Speaker
Description
Nanoparticle enhanced radiotherapy under X-ray irradiation has been widely investigated as a promising strategy to locally modify energy deposition at the micrometric and nanometric scales. This method aims to optimize the patient’s cancer treatment by promoting the production of secondary particles in the vicinity of the nanoparticles and increasing local energy deposition while preserving surrounding healthy tissues, reducing organs at risk exposition.
Accurate characterization of these effects requires thorough dosimetric and microdosimetric approaches capable of linking radiation interactions with matter at the nanoparticle scale to spatial dose distributions within complex biological geometries.
Therefore, this study aims to analyse computed dose distribution in a voxelized three-dimensional cellular model, accounting for some sub-cellular compartments and different nanoparticle spatial distributions, using Monte Carlo simulations under Geant4.
To obtain the dose distribution within the cellular model, an initial simulation of a single nanoparticle irradiated in water using an X-ray beam was performed to generate a dose kernel.

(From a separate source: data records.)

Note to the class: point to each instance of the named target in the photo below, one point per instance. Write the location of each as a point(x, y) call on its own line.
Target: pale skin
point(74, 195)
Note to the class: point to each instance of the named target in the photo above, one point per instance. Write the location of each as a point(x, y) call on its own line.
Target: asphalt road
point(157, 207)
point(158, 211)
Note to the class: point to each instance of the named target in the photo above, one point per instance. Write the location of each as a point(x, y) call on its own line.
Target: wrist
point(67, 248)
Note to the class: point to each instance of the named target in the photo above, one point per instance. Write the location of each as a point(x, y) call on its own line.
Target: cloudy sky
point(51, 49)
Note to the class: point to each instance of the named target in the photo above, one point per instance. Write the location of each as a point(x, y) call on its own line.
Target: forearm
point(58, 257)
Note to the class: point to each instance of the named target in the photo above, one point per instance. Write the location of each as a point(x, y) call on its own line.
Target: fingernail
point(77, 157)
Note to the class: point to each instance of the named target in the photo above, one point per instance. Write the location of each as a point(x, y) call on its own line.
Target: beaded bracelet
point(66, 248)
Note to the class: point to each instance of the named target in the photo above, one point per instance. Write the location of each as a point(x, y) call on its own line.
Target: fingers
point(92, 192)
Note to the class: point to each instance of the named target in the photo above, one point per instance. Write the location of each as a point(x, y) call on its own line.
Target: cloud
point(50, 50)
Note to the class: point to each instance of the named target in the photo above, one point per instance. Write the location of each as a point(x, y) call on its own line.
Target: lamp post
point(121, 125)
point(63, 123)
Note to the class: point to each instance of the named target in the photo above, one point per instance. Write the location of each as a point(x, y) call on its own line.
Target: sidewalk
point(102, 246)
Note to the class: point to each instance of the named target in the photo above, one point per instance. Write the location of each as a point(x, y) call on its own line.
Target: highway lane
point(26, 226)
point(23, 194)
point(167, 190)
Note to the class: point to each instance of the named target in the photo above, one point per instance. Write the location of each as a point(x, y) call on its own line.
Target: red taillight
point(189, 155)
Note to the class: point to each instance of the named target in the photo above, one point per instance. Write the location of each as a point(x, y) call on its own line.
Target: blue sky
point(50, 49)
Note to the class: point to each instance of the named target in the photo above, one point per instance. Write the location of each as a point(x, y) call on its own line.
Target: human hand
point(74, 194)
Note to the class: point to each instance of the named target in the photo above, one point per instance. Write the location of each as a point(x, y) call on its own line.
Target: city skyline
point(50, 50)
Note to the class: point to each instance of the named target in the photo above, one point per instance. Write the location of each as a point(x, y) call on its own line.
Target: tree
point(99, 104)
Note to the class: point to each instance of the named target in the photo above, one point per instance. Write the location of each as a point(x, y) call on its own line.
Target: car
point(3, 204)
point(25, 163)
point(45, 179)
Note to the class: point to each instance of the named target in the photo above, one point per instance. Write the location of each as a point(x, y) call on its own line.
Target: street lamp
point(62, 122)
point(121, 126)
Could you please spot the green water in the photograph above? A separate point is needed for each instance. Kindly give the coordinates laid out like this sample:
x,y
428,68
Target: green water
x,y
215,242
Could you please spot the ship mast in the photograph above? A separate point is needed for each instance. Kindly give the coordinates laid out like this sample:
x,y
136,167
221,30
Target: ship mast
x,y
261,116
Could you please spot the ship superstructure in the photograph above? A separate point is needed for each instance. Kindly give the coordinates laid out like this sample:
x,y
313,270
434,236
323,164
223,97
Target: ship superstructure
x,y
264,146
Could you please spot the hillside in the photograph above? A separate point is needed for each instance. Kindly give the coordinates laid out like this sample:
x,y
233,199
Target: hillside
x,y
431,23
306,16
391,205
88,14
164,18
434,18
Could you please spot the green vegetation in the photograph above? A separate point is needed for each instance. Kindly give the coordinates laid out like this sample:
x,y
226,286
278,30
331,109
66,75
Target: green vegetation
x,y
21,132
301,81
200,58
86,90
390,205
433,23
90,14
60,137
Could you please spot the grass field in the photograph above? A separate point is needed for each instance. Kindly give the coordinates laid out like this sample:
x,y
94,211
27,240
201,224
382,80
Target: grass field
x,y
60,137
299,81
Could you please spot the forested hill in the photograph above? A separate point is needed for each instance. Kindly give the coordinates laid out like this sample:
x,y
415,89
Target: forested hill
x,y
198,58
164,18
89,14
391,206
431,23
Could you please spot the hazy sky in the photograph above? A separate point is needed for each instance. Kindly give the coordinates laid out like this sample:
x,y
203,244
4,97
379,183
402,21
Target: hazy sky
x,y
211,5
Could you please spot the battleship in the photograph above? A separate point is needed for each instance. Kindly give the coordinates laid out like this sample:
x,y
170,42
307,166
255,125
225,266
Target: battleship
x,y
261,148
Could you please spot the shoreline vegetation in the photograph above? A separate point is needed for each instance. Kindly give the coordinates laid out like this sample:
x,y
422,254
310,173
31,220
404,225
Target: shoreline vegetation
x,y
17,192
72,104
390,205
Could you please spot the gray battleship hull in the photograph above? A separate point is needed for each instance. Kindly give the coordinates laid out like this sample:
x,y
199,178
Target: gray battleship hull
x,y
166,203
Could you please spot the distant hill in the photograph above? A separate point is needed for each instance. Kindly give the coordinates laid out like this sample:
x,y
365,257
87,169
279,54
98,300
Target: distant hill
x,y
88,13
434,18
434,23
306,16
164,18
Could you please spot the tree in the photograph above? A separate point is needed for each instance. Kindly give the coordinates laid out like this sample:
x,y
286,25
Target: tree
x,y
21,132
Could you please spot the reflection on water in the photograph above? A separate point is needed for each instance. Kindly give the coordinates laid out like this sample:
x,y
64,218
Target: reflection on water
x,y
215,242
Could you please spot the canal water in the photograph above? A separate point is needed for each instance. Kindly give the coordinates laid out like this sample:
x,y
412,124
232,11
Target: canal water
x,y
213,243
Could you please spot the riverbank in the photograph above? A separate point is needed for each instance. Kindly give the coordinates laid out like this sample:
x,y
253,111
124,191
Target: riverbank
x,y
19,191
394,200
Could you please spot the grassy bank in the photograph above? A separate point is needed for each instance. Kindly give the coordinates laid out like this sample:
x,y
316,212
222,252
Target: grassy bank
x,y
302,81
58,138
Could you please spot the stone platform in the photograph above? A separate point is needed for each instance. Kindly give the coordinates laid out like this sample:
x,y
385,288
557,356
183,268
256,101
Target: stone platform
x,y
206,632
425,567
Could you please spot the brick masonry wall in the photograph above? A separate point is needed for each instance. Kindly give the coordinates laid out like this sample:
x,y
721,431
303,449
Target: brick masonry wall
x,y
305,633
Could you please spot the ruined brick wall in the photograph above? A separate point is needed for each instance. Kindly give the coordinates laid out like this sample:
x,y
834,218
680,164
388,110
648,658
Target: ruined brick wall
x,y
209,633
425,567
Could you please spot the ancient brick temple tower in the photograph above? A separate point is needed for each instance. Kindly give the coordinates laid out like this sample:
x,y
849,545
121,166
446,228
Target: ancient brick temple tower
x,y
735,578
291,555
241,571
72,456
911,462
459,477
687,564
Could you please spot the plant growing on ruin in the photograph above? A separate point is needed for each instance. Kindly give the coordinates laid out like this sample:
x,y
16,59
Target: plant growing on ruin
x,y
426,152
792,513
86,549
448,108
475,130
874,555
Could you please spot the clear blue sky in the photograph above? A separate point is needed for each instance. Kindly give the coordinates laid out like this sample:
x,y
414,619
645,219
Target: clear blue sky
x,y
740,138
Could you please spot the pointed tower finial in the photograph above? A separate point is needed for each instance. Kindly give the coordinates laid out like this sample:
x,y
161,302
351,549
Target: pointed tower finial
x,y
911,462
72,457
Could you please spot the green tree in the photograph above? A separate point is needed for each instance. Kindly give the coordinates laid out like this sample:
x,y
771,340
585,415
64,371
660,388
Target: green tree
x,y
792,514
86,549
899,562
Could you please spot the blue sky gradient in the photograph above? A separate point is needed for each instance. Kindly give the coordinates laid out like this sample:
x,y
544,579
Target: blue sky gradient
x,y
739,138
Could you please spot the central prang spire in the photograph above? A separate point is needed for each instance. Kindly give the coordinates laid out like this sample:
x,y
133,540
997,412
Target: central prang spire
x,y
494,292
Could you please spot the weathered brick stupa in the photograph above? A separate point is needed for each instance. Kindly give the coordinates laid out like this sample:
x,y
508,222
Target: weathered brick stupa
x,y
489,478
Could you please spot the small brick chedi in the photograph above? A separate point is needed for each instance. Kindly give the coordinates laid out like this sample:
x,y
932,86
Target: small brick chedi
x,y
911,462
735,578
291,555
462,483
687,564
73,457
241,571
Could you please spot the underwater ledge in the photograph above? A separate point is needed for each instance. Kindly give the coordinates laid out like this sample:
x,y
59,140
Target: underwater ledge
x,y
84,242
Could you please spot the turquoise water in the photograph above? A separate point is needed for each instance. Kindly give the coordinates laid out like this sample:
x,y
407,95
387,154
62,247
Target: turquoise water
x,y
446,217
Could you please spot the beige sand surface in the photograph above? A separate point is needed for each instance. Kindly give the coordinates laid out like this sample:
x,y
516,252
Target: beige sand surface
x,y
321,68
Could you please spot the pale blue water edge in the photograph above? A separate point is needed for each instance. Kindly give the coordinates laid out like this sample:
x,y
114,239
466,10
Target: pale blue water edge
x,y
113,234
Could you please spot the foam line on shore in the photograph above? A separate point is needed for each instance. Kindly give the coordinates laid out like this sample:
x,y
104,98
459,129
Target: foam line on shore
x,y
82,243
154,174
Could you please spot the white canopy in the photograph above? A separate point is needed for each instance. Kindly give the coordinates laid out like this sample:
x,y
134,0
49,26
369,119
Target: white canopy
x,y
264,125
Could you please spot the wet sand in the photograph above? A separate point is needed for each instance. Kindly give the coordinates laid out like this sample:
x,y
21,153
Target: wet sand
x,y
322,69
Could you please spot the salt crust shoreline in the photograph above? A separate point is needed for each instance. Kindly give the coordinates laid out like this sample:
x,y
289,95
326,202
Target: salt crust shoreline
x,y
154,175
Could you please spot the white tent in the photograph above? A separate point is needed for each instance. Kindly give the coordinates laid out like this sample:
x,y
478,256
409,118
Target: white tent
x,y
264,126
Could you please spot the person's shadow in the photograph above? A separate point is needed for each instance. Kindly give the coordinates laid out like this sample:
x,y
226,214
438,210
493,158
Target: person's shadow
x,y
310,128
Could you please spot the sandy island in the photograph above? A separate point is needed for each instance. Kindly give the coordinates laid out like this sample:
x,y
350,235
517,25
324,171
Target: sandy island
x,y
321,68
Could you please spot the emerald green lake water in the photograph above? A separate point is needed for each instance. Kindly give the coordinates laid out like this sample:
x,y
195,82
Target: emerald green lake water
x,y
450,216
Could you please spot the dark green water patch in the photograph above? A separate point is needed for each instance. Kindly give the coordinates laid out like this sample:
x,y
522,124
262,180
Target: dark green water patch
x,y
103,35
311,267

This dose kernel was applied to all nanoparticles distributed throughout the cellular model. The dose in each voxel of the cellular volume was then calculated by accounting for the contribution of all nanoparticles.
The methodology enables quantitative comparison between configurations with and without nanoparticles through dose enhancement metrics, while other metrics have been developped to quantify dose heterogeneities and anisotropy of energy deposition. This highlights the limitations of the current clinical use of average metrics such as mean dose when describing these distributions.